Interview mit dem Fraktionschef der Grünen in Hessen Mathias Wagner

In Berlin stellten heute SPD, Grüne und FDP ihren Koalitionsvertrag für die mögliche künftige Bundesregierung vor. Wie zufrieden ist der Grünen-Fraktionsvorsitzende in Hessen, Mathias Wagner, damit?

Danach soll das Kabinett des künftigen Bundeskanzlers Olaf Scholz 15 Minister umfassen.  Nach Medienberichten soll der Grüne Robert Habeck das neugeschaffene Wirtschafts- und Klimaministerium übernehmen. FDP-Chef Christian Lindner soll Finanzminister, sein Generalsekretär Volker Wissing aus Rheinland-Pfalz Verkehrsminister und die hessische FDP-Vorsitzende Bettina Stark-Watzinger Ministerin für Bildung und Forschung werden. Alle drei Parteien können sich im Koalitionsvertrag wiederfinden, alle drei müssen aber auch Kröten schlucken.
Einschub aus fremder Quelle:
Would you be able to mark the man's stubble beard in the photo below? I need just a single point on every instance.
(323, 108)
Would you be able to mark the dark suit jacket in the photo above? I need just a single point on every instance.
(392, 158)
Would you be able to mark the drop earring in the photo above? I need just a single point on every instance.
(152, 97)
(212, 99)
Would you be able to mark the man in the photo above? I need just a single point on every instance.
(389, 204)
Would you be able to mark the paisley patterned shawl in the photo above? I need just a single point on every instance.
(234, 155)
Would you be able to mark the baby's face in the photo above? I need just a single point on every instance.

Überstürztes Handeln kann man den Ampelparteien sicher nicht vorwerfen. Nach wochenlangem Sondieren und Verhandeln treten am Nachmittag die Vertreter von SPD, Grünen und FDP vor die Presse, um die Einigung auf einen Koalitionsvertrag zu verkünden.
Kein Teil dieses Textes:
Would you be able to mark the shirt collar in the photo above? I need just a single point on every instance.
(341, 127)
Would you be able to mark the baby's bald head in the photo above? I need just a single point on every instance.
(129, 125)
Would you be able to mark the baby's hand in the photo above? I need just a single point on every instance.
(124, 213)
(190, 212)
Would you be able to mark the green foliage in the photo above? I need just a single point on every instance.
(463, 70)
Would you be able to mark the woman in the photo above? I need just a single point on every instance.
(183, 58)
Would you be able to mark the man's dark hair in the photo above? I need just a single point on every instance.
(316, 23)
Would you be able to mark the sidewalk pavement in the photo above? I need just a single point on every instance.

Olaf Scholz, SPD, Kanzlerkandidat
„Uns eint der Glaube an den Fortschritt und daran, dass Politik etwas Gutes bewirken kann. Uns eint der Wille, das Land besser zu machen, es voran zu bringen und es zusammenzuhalten. Es geht uns nicht um eine Politik des kleinsten gemeinsamen Nenners sondern um eine Politik der großen Wirkung.“
Das Thema Klimaschutz soll ein Querschnittsthema der neuen Regierung werden. Von einer neuen Dynamik beim Klima ist die Rede. Die erneuerbaren Energien aus Wind und Sonne sollen massiv ausgebaut werden, indem eine Solarpflicht eingeführt wird und zwei Prozent der Landesfläche für Windräder zur Verfügung gestellt werden. Der Ausstieg aus der Kohle könnte dann deutlich früher als geplant stattfinden – die Rede ist von 2030. Dann könnte auch das Aus für den Verbrennungsmotor kommen – zumindest bei Neuzulassungen.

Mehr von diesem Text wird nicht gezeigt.